Kinney AR, Schneider AL, King SE, Yan XD, Forster JE, Bahraini NH, Brenner LA. Identifying and Predicting Subgroups of Veterans With Mild Traumatic Brain Injury Based on Distinct Configurations of Postconcussive Symptom Endorsement: A Latent Class Analysis.
J Head Trauma Rehabil 2024;
39:247-257. [PMID:
38259092 DOI:
10.1097/htr.0000000000000890]
[Citation(s) in RCA: 0] [Impact Index Per Article: 0] [Reference Citation Analysis] [Abstract] [MESH Headings] [Track Full Text] [Journal Information] [Subscribe] [Scholar Register] [Indexed: 01/24/2024]
Abstract
OBJECTIVE
To identify distinct subgroups of veterans with mild traumatic brain injury (mTBI) based on configurations of postconcussive symptom (PCS) endorsement, and to examine predictors of subgroup membership.
SETTING
Outpatient Veterans Health Administration (VHA).
PARTICIPANTS
Veterans with clinician-confirmed mTBI who completed the Neurobehavioral Symptom Inventory (NSI), determined using the Comprehensive Traumatic Brain Injury Evaluation database. Individuals who tended to overreport symptoms were excluded via an embedded symptom validity scale.
DESIGN
Retrospective cohort study leveraging national VHA clinical data from 2012 to 2020. Latent class analysis (LCA) with a split-sample cross-validation procedure was used to identify subgroups of veterans. Multinomial logistic regression was used to examine predictors of subgroup membership.
MAIN MEASURES
Latent classes identified using NSI items.
RESULTS
The study included 72 252 eligible veterans, who were primarily White (73%) and male (94%). The LCA supported 7 distinct subgroups of veterans with mTBI, characterized by diverging patterns of risk for specific PCS across vestibular (eg, dizziness), somatosensory (eg, headache), cognitive (eg, forgetfulness), and mood domains (eg, anxiety).
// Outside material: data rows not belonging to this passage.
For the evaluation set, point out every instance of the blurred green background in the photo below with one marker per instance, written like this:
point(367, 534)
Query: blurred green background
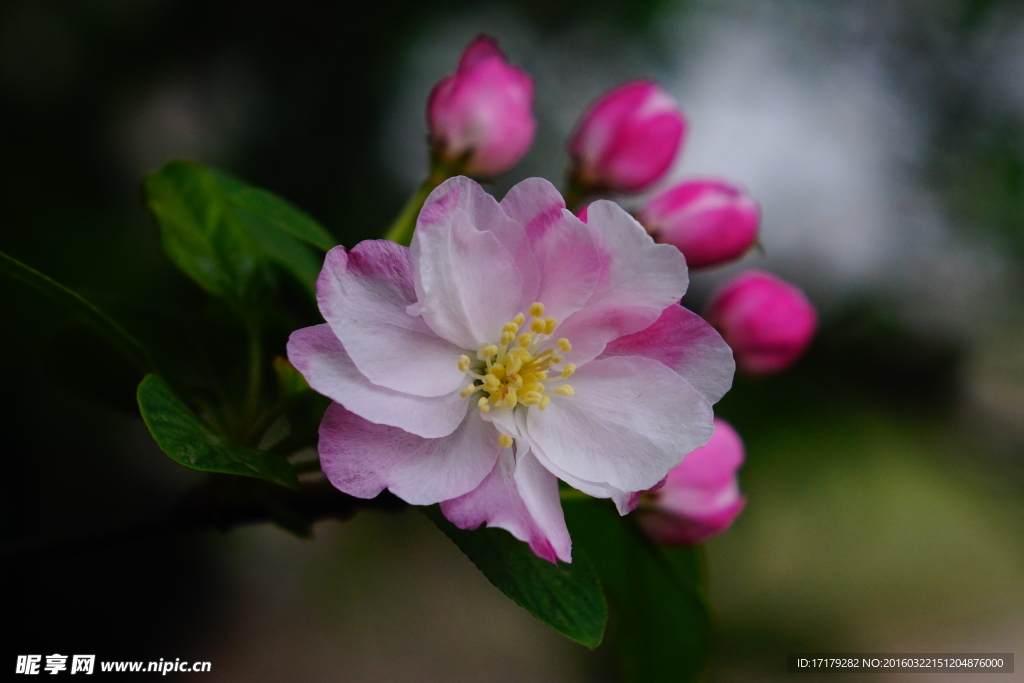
point(885, 472)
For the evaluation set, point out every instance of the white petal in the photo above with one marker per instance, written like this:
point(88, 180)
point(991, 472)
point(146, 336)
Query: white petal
point(567, 259)
point(685, 342)
point(363, 459)
point(630, 421)
point(639, 280)
point(466, 257)
point(521, 497)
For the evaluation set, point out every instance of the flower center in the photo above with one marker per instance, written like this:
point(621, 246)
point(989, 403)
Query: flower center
point(513, 371)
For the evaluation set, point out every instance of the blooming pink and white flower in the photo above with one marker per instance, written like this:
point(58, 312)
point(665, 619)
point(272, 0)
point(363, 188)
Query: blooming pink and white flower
point(711, 221)
point(509, 346)
point(480, 118)
point(628, 138)
point(700, 497)
point(767, 322)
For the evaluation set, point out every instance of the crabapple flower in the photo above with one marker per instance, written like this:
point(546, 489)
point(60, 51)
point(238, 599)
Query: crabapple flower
point(627, 139)
point(711, 221)
point(700, 497)
point(508, 346)
point(480, 117)
point(767, 322)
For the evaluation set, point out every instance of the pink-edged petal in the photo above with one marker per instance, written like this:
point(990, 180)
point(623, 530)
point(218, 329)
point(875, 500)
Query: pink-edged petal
point(630, 421)
point(566, 255)
point(364, 295)
point(639, 280)
point(324, 363)
point(685, 342)
point(521, 497)
point(472, 266)
point(626, 502)
point(363, 459)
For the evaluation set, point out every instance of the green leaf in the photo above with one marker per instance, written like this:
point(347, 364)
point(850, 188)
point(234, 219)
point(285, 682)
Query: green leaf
point(280, 248)
point(290, 381)
point(289, 237)
point(201, 233)
point(665, 626)
point(566, 597)
point(187, 440)
point(132, 349)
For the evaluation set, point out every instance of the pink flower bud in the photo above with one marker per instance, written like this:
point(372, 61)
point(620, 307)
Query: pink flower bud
point(700, 497)
point(768, 323)
point(628, 138)
point(480, 117)
point(712, 222)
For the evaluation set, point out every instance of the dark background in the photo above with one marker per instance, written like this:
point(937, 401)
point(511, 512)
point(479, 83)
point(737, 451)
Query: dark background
point(884, 472)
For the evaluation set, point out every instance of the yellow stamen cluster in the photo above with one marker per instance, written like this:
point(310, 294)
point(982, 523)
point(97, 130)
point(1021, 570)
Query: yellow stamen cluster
point(512, 372)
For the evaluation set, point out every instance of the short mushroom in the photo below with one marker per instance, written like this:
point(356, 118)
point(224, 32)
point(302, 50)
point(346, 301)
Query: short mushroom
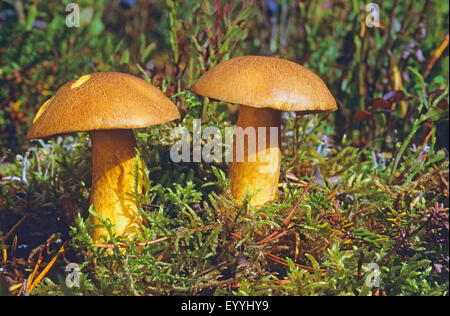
point(263, 86)
point(108, 105)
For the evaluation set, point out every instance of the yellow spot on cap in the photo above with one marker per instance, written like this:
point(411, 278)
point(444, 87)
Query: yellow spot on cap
point(42, 109)
point(80, 81)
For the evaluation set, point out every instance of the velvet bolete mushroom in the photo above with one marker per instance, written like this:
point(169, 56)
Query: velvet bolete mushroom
point(264, 87)
point(108, 105)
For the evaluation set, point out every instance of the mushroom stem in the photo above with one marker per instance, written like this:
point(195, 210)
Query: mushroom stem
point(260, 168)
point(114, 162)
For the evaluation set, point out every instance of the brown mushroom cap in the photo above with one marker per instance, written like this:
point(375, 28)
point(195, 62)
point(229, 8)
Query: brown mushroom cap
point(266, 82)
point(100, 101)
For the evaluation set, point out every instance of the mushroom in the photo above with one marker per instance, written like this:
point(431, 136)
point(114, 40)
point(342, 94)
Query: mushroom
point(107, 105)
point(263, 86)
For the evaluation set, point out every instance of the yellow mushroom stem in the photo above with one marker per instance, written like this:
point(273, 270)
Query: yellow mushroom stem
point(113, 181)
point(260, 167)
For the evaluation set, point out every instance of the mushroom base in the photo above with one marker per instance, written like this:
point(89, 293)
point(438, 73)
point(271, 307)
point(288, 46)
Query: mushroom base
point(260, 167)
point(113, 182)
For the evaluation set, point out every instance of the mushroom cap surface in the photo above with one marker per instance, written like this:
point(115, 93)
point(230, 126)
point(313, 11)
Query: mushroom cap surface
point(100, 101)
point(266, 82)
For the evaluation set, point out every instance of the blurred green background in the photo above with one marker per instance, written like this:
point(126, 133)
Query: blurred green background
point(380, 162)
point(175, 41)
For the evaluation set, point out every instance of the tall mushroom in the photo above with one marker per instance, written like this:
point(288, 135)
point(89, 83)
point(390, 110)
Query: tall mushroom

The most prevalent subgroup was Global (20.7%), followed by Cognitive-Mood (16.3%), Headache-Cognitive-Mood (H-C-M; 16.3%), Headache-Mood (14.2%), Anxiety (13.8%), Headache-Sleep (10.3%), and Minimal (8.5%). The Global class was used as the reference class for multinomial logistic regression because it was distinguished from others based on elevated risk for PCS across all domains. Female (vs male), Black (vs White), and Hispanic veterans (vs non-Hispanic) were less likely to be members of most subgroups characterized by lesser PCS endorsement relative to the Global class (excluding Headache-Mood).
CONCLUSION
The 7 distinct groups identified in this study distill heterogenous patterns of PCS endorsement into clinically actionable phenotypes that can be used to tailor clinical management of veterans with mTBI. Findings reveal empirical support for potential racial, ethnic, and sex-based disparities in PCS among veterans, informing efforts aimed at promoting equitable recovery from mTBI in this population.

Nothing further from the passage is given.